Au final il s’agit bien d’un mot valise unifiant un ensemble de thèmes disparates qui organisent le débat public selon une perspective que l’on peut qualifier d’ethno-nationaliste, d’un mot à géométrie variable.
Même si le terme peut s’appliquer au mouvement LGTB dont certains adeptes s’estiment exclus de la société, aux communautés accrochées aux langues régionales, aux sociétés mystiques, à la thématique de l’Ecole, du logement voire du sport, à l’auto ségrégation du communautarisme de classe, entre soi des beaux quartiers, les premiers visés sont à l’évidence les populations issues de l’immigration, les maghrébins en particulier dont une minorité revendique une volonté de séparatisme adossée à une tradition fantasmée propagée par un islam politique rigoriste. Il est clair que la crise économique, les discriminations à l’embauche et au logement, sans parler du racisme ordinaire renforcent la revendication identitaire qui s’abrite derrière la proclamation de l’appartenance ethno- religieuse.
Depuis quelques années ce type de communautarisme a trouvé avec un certain succès une traduction politique : l’U. D. M. F. (Union des Démocrates Musulmans de France) dont le programme s’appuie entre autre sur les prescriptions du Coran, bien implanté dans les quartiers dits sensibles, au demeurant territoires perdus de la République, où les troubles à l’ordre public, incendies de bâtiments publics, agressions contre les forces de l’ordre, les pompiers sont récurrentes au point où l’ex ministre de l’Intérieur Gérard Collomb, au moment de quitter ses fonctions affirmait « La situation est très dégradée et le terme de reconquête républicaine prend son sens dans les quartiers trop sensibles ».
Toutefois il est nécessaire de prendre de la distance avec BFM TV, l’une des machines à décerveler, au service du néo libéralisme. Si on en croit un sondage commandé par le C.R.I.F., sur 18% des immigrés, 11% de leurs descendants habitent les Z.U.S. (zones Urbaines Sensibles) dont 6% de la population connait un fort taux de chômage. L’absence de mixité sociale tient moins à leur volonté de se regrouper qu’à leur manque de ressources, à la discrimination à l’emploi et au logement. Les résultats d’enquêtes menées par des sociologues tempèrent sinon contredisent le repli identitaire. Seulement 12% des descendants des immigrés sont actifs dans des associations communautaires ou religieuses regroupant des membres de la même origine qu’eux. La mixité religieuse ou ethnique progresse, 75% d’enfants d’immigrés choisissent leur partenaire parmi la population majoritaire. De fait, l’identité française sur la base d’une identité ethnique n’est pas attestée. Selon une enquête d’Opinion Way, 83% des sondés n’ont pas le sentiment d’appartenir à une communauté spécifique fondée sur leur origine et 86% en rapport avec leur religion. Parmi les 17% qui estiment appartenir à une communauté, 20% se décrivent comme français et 12% seulement comme « français de souche ». Sur la foi de ces statistiques, on en conclut qu’il s’agit d’un phénomène marginal. Par ailleurs on note un fort attachement à la laïcité. Le développement des inégalités, la crainte des conflits internationaux, dépasse les préoccupations religieuses ou ethniques. Il convient donc de rapporter le discours à la réalité, le discours islamophobe se voile souvent derrière les habits des principes démocratiques, du féminisme, de la laïcité du républicanisme.

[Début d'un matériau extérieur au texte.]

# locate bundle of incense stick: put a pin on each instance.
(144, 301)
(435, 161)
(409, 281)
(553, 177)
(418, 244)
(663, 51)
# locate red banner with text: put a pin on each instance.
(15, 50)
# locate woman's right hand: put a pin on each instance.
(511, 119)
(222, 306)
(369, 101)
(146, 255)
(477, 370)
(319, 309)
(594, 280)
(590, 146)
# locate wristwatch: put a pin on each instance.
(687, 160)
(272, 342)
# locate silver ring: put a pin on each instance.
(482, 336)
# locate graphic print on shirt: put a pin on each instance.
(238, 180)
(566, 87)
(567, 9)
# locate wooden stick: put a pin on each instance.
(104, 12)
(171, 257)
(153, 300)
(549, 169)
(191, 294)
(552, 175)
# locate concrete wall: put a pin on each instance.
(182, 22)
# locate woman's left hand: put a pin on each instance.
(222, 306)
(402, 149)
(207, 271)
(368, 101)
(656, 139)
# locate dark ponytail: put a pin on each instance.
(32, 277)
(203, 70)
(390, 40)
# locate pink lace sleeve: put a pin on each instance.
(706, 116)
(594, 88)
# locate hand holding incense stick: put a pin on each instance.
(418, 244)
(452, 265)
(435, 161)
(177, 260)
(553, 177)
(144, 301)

J’emprunterai la conclusion de cette réflexion au sociologue Fabrice Dhume qui souligne de façon pertinente le mode opératoire du concept. « L’intérêt fonctionnel de cette catégorie, ( le communautarisme) pour forcer la réalité, réside précisément dans sa malléabilité et son flou. Ces caractéristiques en font l’outil d’une police de terrain. Police du langage, à travers laquelle l’Etat dessine la frontière du dicible. Police des corps, ordonnant la frontière du visible (les minorités visibles, l’interdit du voile dans l’espace public, etc… une police de la pensée qui vise à rendre impensable une autre relation à l’Etat. Cette catégorie tente de contenir la dicible, le visible et le pensable… […] Cette catégorie tente de contenir le dicible, le visible et le pensable. »

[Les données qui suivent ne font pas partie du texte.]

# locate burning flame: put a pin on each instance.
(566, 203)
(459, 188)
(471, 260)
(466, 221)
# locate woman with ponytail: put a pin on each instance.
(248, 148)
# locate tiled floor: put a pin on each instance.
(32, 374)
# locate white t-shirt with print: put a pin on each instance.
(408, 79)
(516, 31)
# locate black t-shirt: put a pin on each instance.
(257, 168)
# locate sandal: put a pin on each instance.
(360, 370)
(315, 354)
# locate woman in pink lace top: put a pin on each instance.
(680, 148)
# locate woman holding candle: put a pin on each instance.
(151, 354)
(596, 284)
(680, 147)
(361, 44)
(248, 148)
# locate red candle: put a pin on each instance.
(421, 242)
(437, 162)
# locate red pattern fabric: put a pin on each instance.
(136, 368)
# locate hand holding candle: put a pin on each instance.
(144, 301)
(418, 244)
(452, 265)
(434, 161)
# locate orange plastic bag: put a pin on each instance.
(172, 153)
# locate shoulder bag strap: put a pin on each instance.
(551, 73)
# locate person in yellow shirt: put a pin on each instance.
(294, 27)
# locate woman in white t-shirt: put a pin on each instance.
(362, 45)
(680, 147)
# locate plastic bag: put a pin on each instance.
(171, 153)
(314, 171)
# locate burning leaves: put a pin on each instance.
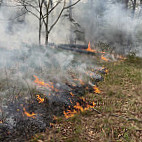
(32, 115)
(39, 99)
(104, 58)
(89, 48)
(96, 90)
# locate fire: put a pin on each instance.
(89, 48)
(96, 90)
(69, 113)
(104, 58)
(77, 108)
(28, 114)
(40, 100)
(71, 94)
(81, 81)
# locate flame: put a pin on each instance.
(77, 108)
(71, 94)
(81, 81)
(40, 100)
(104, 58)
(96, 90)
(42, 83)
(69, 113)
(55, 117)
(28, 114)
(89, 48)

Ainsi en 2004 la présidente du Haut Conseil à l’Intégration considérait que la réparation de la « panne de l’intégration » passait par la « reformulation du projet contre la discrimination ». En mettant en cause la société française tenue responsable des discriminations, on a renoncé à l’intégration et ou on a privilégié la prise en compte des communautés. Ainsi, on a pu voir l’Etat s’adresser aux grands frères pour éteindre le feu dans des banlieues ravagées.
Il faut donc rompre avec cette logique de la culpabilité et de discrimination. A travers le terme communautarisme, il semble que se joue l’avenir du modèle de l’intégration. Il existe une alternative. D’un côté, la poursuite de la contention pour maintenir à toute force un modèle obligeant à un travail militaro policier, de l’autre la réouverture du mythe national pour repenser les conditions politiques de la redistribution des places dans lesquelles le travail constituant, fondé sur un humanisme universaliste incarné dans les valeurs de la République, a toute sa place.